2) The Conclusion section should be re-written. The majority of this section belongs in either the methods or results section and should not be in the conclusions section.
Author Response
Thanks to the reviewer for his work and
Point 1
A:You mention in line 253 that "The suitable and ideal material for chest wall prosthetic reconstruction should be rigid enough to prevent paradoxical movements, quite malleable, strong resistance to infection, biologically inert, radiolucent, and cheap". However, your institutional preference (line 307) includes the use of biologic mesh and titanium bars (when needed). These materials, while they may fulfill some of your criteria, are also significantly more expensive that polypropylene mesh and/or methylmethacrylate.

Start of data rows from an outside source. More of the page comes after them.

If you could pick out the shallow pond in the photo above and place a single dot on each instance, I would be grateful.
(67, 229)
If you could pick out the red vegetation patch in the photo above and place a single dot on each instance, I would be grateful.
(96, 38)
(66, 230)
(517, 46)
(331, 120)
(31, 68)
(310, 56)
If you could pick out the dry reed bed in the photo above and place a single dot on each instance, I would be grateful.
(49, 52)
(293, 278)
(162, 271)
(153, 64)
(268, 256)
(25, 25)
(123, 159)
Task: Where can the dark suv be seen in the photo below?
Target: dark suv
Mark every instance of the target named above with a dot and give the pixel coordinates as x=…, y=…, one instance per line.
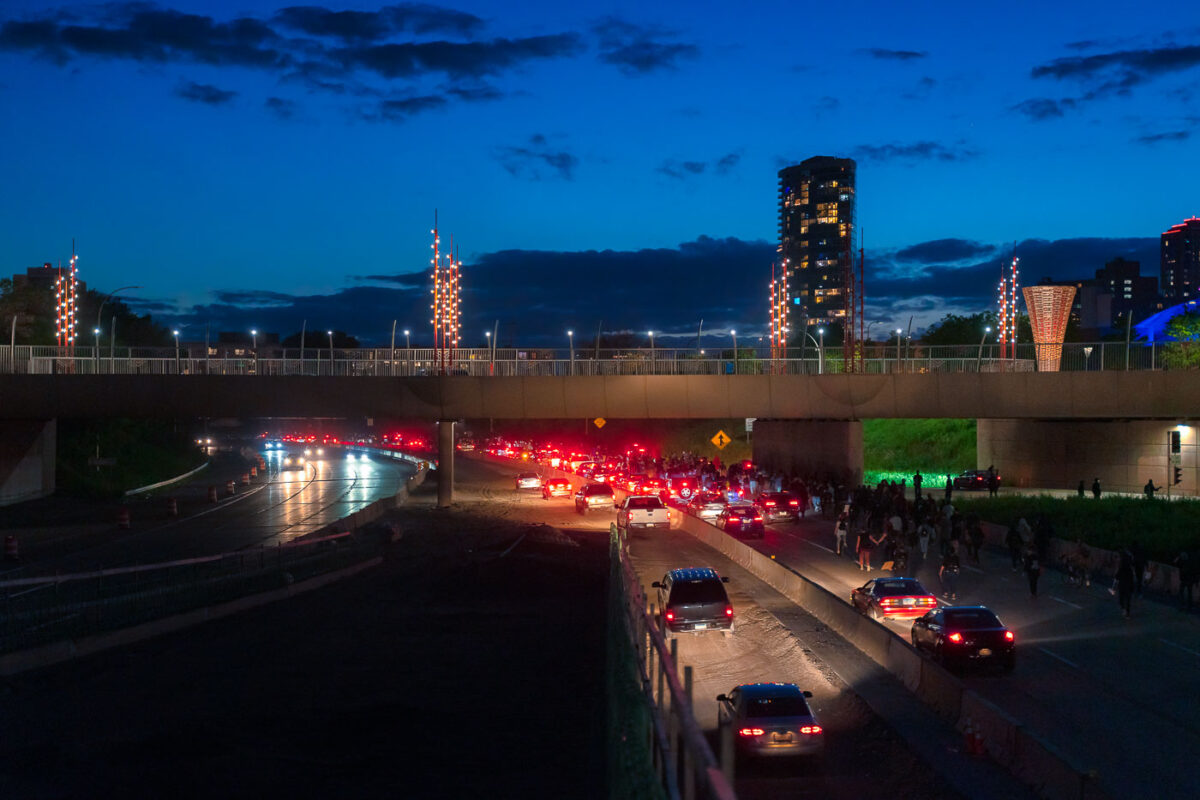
x=694, y=599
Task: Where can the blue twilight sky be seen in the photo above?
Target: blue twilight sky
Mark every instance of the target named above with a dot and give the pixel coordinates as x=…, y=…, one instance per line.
x=255, y=163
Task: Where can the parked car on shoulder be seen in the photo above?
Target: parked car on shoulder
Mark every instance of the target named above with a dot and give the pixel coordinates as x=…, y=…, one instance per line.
x=959, y=636
x=883, y=597
x=772, y=720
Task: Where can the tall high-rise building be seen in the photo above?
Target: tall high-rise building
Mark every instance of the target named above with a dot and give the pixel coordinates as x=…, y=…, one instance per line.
x=1181, y=262
x=816, y=229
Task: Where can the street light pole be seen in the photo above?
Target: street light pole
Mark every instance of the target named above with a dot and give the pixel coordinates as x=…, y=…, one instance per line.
x=984, y=338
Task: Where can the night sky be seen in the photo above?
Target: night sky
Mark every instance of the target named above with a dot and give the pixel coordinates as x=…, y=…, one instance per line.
x=255, y=164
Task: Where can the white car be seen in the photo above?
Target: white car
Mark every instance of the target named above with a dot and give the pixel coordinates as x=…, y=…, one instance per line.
x=528, y=481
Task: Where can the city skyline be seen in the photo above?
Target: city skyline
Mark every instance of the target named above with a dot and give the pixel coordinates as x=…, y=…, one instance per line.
x=265, y=163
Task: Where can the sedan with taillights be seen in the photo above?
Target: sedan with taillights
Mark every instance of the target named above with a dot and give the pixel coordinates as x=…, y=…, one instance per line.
x=741, y=521
x=965, y=635
x=778, y=505
x=772, y=720
x=883, y=597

R: In line 253 we reported what should be the ideal characteristics of a material for the reconstruction of the chest wall. However, all these characteristics are impossible to find in a single material. Biological meshes and titanium bar are more expensive than other materials but in chest wall tumors we prefer to use these for excellent results both in the short and medium term. However we also use methylmethacrylate mesh. especially for the repair of lung hernias.
- A: Do you recommend biologic materials in ALL cases of chest wall reconstructions for defects >5cm, +3/4 ribs? Are there situations where you still utilize synthetic materials?
- R: We recommend the use of biological materials in all types of reconstruction. Biological meshes can also be used for extensive thoracic and sternal reconstructions. In extensive reconstruction we are used to use biological meshes together with titanium bars protected by muscle flap. It is important to reiterate that to date there are no specific guidelines and the type of prosthetic material used often depends on the experience and preferences of the surgeon.
- A: You also mention the higher rates of infections in synthetic meshes. Do you have institutional data that shows a significantly lower infection rate that can be added to this paper to support your use of these materials in all of your chest wall reconstructions?
- R: In our experience we have had several cases of infection of synthetic prosthetic materials, but we have no data available.However not even a case of infection after implantation of biological prostheses
Point 2
A: The Conclusion section should be re-written. The majority of this section belongs in either the methods or results section and should not be in the conclusions section.
R: In the conclusions section we tried to summarize the most important aspects on the resection and reconstruction of the chest wall tumors to introduce 3D printing technology, innovative reconstruction technique
Round 2
Reviewer 1 Report
Dear Authors,
Thanks for your reply to my comment. Given that this is a state of art article, I now agree with the structure of manuscript and find the modified title more suitable.
I would recommend this manuscript for publication.